U dient ingelogd te zijn om favorieten te kunnen toevoegen aan Mijn Jure
U kunt zich hier gratis registreren
Datum uitspraak:
Datum publicatie:
Rechtsgebied:
Zaaknummer:
Soort procedure:
Zittingsplaats:
Instantie:

Inhoudsindicatie:

Verweerder heeft betoogd dat de rechtbank zich onbevoegd dient te verklaren, aangezien het besluit van 8 januari 2016 op grond van artikel 6:19 van de Awb diende te worden betrokken bij de procedure onder zaaknummer ROT AWB 15/8223, waarin eiseres op 21 april 2016 het beroep heeft ingetrokken. De rechtbank oordeelt dat zij bevoegd is kennis te nemen van het onderhavige beroep, nu door toedoen van verweerder het ingediende bezwaarschrift niet is doorgezonden aan de rechtbank en ten tijde van het ingestelde beroep tegen het thans bestreden besluit geen procedure aanhangig was waarin dit bezwaarschrift aan de orde kon komen.

Uitspraak



Rechtbank Rotterdam

Team Bestuursrecht 3

zaaknummer: ROT 16/6314

uitspraak van de enkelvoudige kamer van 17 mei 2017 in de zaak tussen

[eiseres] , te [woonplaats] , eiseres,

en

de Belastingdienst/Toeslagen, verweerder,

gemachtigde: N. Marienus.

Procesverloop

Bij besluit van 31 juli 2015 heeft verweerder de kinderopvangtoeslag over het berekeningsjaar 2012 definitief vastgesteld op een bedrag van € 3.887,-.

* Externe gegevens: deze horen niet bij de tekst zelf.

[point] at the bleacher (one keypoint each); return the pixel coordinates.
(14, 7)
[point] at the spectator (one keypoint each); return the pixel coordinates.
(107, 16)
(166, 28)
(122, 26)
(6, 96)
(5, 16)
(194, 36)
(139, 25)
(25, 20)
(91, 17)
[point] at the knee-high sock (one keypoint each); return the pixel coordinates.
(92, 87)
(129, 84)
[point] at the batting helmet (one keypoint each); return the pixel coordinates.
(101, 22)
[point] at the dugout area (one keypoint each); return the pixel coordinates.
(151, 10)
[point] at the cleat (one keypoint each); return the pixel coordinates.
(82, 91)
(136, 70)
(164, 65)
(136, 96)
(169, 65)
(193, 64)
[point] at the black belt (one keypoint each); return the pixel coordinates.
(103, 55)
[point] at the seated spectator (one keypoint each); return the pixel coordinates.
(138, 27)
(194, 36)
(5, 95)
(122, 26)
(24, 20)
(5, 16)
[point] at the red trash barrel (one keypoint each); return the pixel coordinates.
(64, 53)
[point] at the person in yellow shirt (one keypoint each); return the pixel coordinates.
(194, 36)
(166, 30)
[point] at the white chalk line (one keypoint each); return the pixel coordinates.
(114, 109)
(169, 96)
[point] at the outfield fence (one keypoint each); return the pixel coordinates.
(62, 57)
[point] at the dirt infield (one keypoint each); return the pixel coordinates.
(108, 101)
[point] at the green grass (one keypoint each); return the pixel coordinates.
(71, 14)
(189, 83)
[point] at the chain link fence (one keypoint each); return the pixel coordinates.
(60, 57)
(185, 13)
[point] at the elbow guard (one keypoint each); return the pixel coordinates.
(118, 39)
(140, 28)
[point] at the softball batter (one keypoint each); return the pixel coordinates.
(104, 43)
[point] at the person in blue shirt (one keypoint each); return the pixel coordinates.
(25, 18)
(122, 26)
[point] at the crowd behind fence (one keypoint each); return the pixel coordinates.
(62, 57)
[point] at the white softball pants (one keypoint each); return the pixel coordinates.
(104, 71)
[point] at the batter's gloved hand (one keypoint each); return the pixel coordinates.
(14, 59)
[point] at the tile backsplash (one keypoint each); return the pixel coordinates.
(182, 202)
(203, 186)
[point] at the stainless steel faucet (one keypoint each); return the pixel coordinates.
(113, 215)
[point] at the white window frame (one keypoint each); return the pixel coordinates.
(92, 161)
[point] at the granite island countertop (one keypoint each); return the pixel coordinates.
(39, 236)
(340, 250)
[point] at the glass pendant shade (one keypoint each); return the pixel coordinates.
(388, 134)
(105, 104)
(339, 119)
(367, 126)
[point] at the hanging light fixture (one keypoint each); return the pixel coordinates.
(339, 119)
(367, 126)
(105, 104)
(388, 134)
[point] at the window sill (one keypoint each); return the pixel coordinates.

Bij besluit van 11 november 2015 heeft verweerder het bezwaar tegen het besluit van 31 juli 2015 kennelijk ongegrond verklaard.

Eiseres heeft tegen het besluit van 11 november 2015 beroep ingesteld, bij de rechtbank bekend onder zaaknummer ROT AWB 15/8223.

Eiseres heeft op 21 april 2016 het beroep tegen het besluit van 11 november 2015 ingetrokken.

Bij besluit van 8 januari 2016 (het primaire besluit) heeft verweerder de definitieve berekening voor de kinderopvangtoeslag over het berekeningsjaar 2012 herzien naar nihil.

Bij besluit van 15 augustus 2016 (het bestreden besluit) heeft verweerder de definitieve berekening van de kinderopvangtoeslag over het berekeningsjaar 2012 aangepast en vastgesteld op € 3.887,- en het bezwaar van eiseres ongegrond verklaard.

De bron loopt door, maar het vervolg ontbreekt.